However this uptake in online shopping naturally gives rise to an increased chance of unsatisfactory transactions, where a Customer risks receiving goods that are not as described, or which are not fit for purpose. It is therefore useful to understand the protections afforded to online shoppers, as these differ depending upon where you shop and from whom you buy.
When purchasing goods, whether this is online or in a shop consumers have a varying degree of protection over that transaction. Most of these protections are provided by the Consumer Rights Act 2015 (the CRA). However, the extent of a consumer's protection depends largely on the status of the seller and, in particular, whether the seller can be classed as a "Trader".
For the purposes of the CRA, a Trader is defined as someone acting in the course of their business.
As such, if an online seller is selling goods in their capacity as a trading business, any buyer will be afforded a wide range of protections under the CRA, which states that goods must be of satisfactory quality, be as described, and be fit for the buyer's purpose (if this purpose has been made known to the seller).
However, if the seller is selling in a personal capacity, for example someone selling unwanted items online in their spare time, the protections afforded to a buyer are not be so extensive.
In this situation, a buyer is only entitled to rely on limited protections, these being that the seller owns the goods and that the goods must come as described. There is no obligation on the seller to disclose any faults with the goods.
This is based on the age-old principle of 'Caveat Emptor' or 'buyer beware' which means that the buyer is purchasing the goods at their own risk and that the goods are sold "as seen".

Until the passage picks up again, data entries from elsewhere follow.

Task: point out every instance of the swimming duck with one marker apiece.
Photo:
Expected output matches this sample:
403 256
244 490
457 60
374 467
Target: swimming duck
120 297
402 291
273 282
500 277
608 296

In theory, the difference between buying from a trader and a non-trader may be relatively straight forward. However, in practice, it is not always easy to make this distinction, particularly when buying from online platforms.
There are practical steps that a buyer should take before purchasing goods, especially if the identity of the seller is not immediately obvious, so that they are afforded the best possible chance at recourse should there be problems with the goods. Especially if the item being purchased is of significantly high value, such as cars or jewellery.
Initially a buyer should try to identify who they are buying from and, in particular, whether that person is selling in the course of their business or as a private individual. If this is unclear, a buyer should seek to clarify this with the seller before purchasing the goods.
Buyers should also consider any reviews of the seller from previous purchasers and check the description and any photographs that may accompany the online listing for the goods. If a buyer is unsure or requires clarification on any point, queries should be raised before completing any transaction.
The buyer should always try to make the purchase, or payment, using a medium that affords greater protection, such as PayPal or a credit card where at all possible. If bought via an online sales website, they should also refer to the site's terms and conditions for any assistance this may provide.
Whatever the buyer decides to do, they should always be aware of the risks – the maxim 'caveat emptor, or 'let the buyer beware' still applies.